Korona virüs (Covid-19) salgını ile mücadelede sağlık hizmetleri ve koruyucu maddelere erişim konusunda kimsenin geride bırakılmamasını savunduklarını belirten Çavuşoğlu, “G20 toplantılarında ve diğer platformlarda bu tutumumuzu sürdürdük. Bugün aşı konusunda da aynı düşüncedeyiz. Bugün farklı ülkelerin ve şirketlerin aşıları piyasa girdi ama görüyoruz ki birçok halk, ülke henüz bu aşılara erişemedi. Hatta parasını COVAX gibi sistemlere yatıran ülkeler de aşı temininde zorlanıyor, yani burada bir sorun var. Dünyada daha hiç aşı gitmeyen ülkeler var. En az gelişmiş ülkeleri, Afrika ülkelerini unutmamamız gerek, daha iyi bir işbirliğine ihtiyaç var. Elbette şirketlerin telif haklarına da saygı duymak gerekiyor. Bu ciddi bir yatırım ve buluş, bunu yok sayamayız ama ortak üretim konusunda ülkelerin daha iyi işbirliği yapması gerekiyor. Başta Dünya Sağlık Örgütü (WHO) olmak üzere uluslararası örgütlerin bunu gerçekleştirmek için koordinasyon sağlaması ve kolaylaştırıcı rolünü üstlenmesi gerekiyor. Aşı konusunda sorun devam edecek. Önümüzdeki aylarda ve yıllarda da aşıya ihtiyacın olacağını görüyoruz. Bu nedenle aşının tüm dünyaya ulaştırılabilmesi için ortak üretim dahil daha iyi bir işbirliğine ihtiyaç var. Tabii ki şirketlerin ve bilim adamlarının telif haklarını da gözetmek gerekiyor” ifadelerini kullandı.

“Özellikle turizm sektöründe çalışanların tamamını aşılayacağımızı söylemiştim”
Yaklaşık bir ay öne Türkiye’de vaka sayısının yükseldiğini söyleyen Çavuşoğlu, “İlave kısıtlayıcı tedbirler aldık ve bu tedbirlerin faydasını gördük ama tam istediğimiz hedefe ulaşamadığımız için 17 Mayıs’a kadar kapanma kararı alındı. Zaten bunun bir haftası bayram tatiline denk geliyor. Bu tedbirlerden sonra rakamların çok hızlı bir şekilde düşmeye başladığını görüyoruz ama henüz istediğimiz seviyede değiliz. Şu anki rakamlar bizi umutlandırıyor fakat sadece rakamların düşmesi değil, diğer tedbirleri de ihmal etmememiz gerekiyor. Biraz önce aşılamadan bahsettim. Şu anda ülkemizde vatandaşlarımızın yüzde 26’sından fazlası aşılandı. Aşılama devam ediyor, hızlandırdık. Özellikle turizm sektöründe çalışanların tamamını aşılayacağımızı söylemiştim. Diğer taraftan sertifikasyon programını daha da genişlettik, 136 kriteri 152 kritere çıkardık. Denetimler geçtiğimiz sene ayda 2 kere yapılıyordu, şimdi ikisi Alman, biri İngiliz, birisi Fransız ve bir Türk denetim firması, ayda 4 defa bu kurumları denetliyor. Yatak ve oda sayısı limitini de düşürdük, 15 yataklı oteller bile sertifikasyona tabii tutulacak. Antalya, Muğla, İzmir’de turizm bölgelerinde güvenli, sağlıklı turizm için tedbirlerimiz devam ediyor” sözlerini kaydetti.

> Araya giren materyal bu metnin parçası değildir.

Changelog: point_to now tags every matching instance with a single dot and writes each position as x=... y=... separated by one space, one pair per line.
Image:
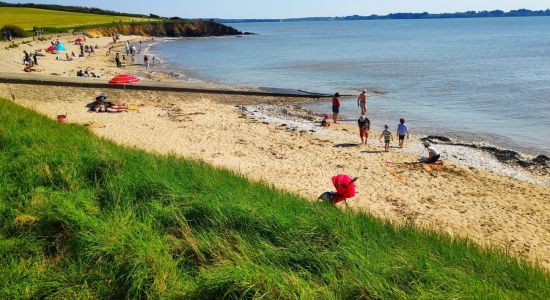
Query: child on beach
x=326 y=121
x=364 y=127
x=387 y=138
x=402 y=132
x=362 y=102
x=335 y=107
x=433 y=155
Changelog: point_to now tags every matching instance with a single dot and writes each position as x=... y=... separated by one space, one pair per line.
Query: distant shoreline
x=405 y=16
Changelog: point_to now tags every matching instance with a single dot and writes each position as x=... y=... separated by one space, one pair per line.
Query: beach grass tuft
x=81 y=217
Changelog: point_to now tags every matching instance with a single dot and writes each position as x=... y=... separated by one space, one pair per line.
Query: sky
x=252 y=9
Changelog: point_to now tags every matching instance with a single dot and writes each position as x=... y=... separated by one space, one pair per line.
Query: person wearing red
x=364 y=128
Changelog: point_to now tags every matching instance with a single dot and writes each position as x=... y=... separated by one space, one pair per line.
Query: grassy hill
x=29 y=17
x=81 y=217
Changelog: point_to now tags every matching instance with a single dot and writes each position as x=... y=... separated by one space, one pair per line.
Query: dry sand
x=488 y=207
x=491 y=208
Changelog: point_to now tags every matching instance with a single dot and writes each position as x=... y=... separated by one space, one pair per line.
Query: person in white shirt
x=433 y=155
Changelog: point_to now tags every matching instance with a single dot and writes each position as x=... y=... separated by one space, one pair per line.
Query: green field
x=29 y=17
x=81 y=217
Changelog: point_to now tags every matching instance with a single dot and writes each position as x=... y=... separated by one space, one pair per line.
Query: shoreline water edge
x=484 y=155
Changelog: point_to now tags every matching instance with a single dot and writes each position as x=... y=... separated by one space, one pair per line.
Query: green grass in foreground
x=29 y=17
x=82 y=217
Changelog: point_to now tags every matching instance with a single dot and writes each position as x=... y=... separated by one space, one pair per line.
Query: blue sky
x=295 y=8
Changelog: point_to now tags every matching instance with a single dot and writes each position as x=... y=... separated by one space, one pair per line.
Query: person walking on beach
x=402 y=131
x=146 y=61
x=364 y=127
x=117 y=60
x=387 y=138
x=433 y=155
x=362 y=102
x=335 y=107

Geçtiğimiz sene PCR test uygulamasının başarılı bir şekilde hiç aksamadan yıl boyunca devam ettiğini ifade eden Çavuşoğlu, “PCR test uygulamamızı da genişlettik. Havaalanları, oteller, hastaneler ve kliniklerde bu uygulamayı devam ettireceğiz. Şu anda geçen seneye göre rakamlar her ne kadar tüm dünyada yüksek olsa da güvenli turizm bakımından daha avantajlı durumda olduğumuzu da hatırlatmak isterim” dedi.